Incorporating the effect of attacks If A = 0 to 1 is the fraction of N nodes that are Attacking, the equation for a perfectly efficient consensus mechanism might be:
(B*0.5/max(0,(0.5-A))+PL)*V < BWmax ( POW ) (B*N*0.5/max(0,(0.5-A))] + PL)*V < BWmax (Simple, super-decentralized POS)
Attacker strength = infinite if A>0.5. Change 0.5 to 0.67 if votes are not digitally-signed in the POS.
Consistency is often not the priority. The equation assumes we are dealing with something like a cryptocurrency where high B is required (a high probability that correct consensus is achieved). It should cover what is known as the CP (Consistent despite many Partitions aka nodes) and CA (Consistent and Available) cases, but not the AP case (A = high speed aka availability and P = high decentralization aka partition risk at a cost in secure consistency). For example, keeping a web page stored locally instead of checking the source every time your visit it. Another use case is Avalanche where secure consistency is lower due to possibility of Sybil and eclipse attacks if some centralized protections are not used. I need to modify the equation to allow a lower confidence in B. A lower confidence can allow for more PL, V, and N. It might require another article as long as this one to explore this.

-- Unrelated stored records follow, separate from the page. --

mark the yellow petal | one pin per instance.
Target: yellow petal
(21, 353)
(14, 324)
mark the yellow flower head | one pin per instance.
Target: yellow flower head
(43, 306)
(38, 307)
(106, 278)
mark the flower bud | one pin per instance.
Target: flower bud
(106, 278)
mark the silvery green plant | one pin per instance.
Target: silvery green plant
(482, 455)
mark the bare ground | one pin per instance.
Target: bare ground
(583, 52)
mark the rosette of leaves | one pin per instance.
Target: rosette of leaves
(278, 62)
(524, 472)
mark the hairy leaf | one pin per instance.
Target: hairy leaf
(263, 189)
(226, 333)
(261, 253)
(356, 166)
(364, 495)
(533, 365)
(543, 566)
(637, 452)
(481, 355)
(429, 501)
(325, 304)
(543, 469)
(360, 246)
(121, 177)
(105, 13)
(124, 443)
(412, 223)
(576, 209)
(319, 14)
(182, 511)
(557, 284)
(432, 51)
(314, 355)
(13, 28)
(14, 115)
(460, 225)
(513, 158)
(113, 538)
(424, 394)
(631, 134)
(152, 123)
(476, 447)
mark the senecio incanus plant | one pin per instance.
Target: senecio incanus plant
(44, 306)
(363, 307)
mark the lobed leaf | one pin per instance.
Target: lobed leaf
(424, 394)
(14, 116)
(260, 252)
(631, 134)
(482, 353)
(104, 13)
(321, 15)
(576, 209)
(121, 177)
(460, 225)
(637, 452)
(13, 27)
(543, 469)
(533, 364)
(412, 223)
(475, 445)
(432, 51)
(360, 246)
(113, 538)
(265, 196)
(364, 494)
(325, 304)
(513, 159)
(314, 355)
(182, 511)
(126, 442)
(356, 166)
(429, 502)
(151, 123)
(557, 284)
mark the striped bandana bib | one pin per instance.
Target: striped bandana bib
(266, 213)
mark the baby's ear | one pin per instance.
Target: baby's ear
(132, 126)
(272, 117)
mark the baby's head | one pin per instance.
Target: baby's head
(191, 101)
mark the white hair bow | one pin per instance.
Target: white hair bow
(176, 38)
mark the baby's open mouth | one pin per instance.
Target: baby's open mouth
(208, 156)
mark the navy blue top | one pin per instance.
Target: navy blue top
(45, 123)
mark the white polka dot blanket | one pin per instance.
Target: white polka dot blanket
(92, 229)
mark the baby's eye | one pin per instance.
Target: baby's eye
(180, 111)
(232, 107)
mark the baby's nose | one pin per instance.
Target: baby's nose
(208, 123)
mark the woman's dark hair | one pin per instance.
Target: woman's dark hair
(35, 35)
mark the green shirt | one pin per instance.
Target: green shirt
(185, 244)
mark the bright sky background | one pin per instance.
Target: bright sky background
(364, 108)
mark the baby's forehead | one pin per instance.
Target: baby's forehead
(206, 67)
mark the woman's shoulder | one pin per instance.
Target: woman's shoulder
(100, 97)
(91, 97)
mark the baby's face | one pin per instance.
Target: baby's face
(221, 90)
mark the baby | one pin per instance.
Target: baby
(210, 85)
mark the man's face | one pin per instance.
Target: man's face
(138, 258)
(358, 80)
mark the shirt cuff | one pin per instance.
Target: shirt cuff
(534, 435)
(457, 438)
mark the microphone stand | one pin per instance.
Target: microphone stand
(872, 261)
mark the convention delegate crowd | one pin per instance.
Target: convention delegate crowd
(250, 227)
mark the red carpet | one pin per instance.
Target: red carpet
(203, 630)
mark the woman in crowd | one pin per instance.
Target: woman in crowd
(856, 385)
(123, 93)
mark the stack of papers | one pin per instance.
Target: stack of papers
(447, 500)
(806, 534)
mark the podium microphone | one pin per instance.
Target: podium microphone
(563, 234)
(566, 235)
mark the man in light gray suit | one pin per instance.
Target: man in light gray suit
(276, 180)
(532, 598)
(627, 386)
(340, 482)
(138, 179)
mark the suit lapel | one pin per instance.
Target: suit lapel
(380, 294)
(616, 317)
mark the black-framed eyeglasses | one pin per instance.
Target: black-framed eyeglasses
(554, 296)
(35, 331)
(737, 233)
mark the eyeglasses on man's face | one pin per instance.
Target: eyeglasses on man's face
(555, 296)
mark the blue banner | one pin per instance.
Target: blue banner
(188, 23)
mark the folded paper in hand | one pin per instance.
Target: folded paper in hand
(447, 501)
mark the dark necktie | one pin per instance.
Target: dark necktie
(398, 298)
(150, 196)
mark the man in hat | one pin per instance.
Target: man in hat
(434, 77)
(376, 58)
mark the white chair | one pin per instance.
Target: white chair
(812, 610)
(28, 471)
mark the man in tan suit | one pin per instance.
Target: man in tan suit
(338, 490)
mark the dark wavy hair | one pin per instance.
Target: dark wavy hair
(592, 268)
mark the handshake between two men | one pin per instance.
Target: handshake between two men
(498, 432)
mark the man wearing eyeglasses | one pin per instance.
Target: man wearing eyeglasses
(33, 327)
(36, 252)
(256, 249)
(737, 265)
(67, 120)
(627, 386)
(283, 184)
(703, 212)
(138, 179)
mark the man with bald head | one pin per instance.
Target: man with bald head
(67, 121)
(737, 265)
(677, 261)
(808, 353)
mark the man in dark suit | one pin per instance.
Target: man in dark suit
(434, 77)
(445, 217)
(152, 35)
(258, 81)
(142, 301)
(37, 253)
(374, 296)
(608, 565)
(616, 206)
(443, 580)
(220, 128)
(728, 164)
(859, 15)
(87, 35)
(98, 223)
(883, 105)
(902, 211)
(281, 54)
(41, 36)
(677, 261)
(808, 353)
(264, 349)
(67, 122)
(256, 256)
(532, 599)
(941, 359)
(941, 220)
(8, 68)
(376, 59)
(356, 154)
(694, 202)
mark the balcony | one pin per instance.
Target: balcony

Example of how PL can avoid being a function of N If the nodes collect votes directly from each other as in the POS system (N^2 lines of communication), they may still communicate txs for the PL in a ring, receiving from 1 node and sending to 1 node. If N gets large the BW for each node does not increase. There are more bytes of PLs in the ring at any given moment, but if V is the same, the PL/round has not changed. V does not need to wait on all the txs to make it around the ring if it is looking at older txs. Txs will have to wait several rounds to make it to all nodes before it can be approved. So the initial equation is only about tx/s, ignoring the time needed to get a specific tx approved. "Fast finality" in my equation (high V) is only about the speed of voting rounds, not how fast a particular tx goes from a single node to network approval.
Letting stake-votes work decentrally on B while directing fees to support centralized BW for larger PL Instead of the ring, a few high BW nodes can become sources of centralization for the efficient (fast) spread of txs (the PL) throughout the network. Notice this does not reduce the decentralization of the consensus mechanism that can avoid using the central servers because B is much smaller than PL. The central servers can hold a vote up by not sending the PL that B needs to confirm, but they can't affect the traffic of B if nodes still communicate directly for consensus. Fees in the PL can be directed to support the centralized PL nodes while nodes count each other's stake-votes directly. A VDF and difficulty algorithm would be used to select a wallet to form the block, giving POW-like permissionlessness without waste. POW waste would be used only to generate coin (since coins are supposed to be re-used indefinitely, it is not much waste). Since SPV wallets are not rewarded from the fees, "fee sniping" from lack of rewards shouldn't occur but if the majority of wallets do not want to vote like others, congealing into a 2-party system just as awful as democracy might develop.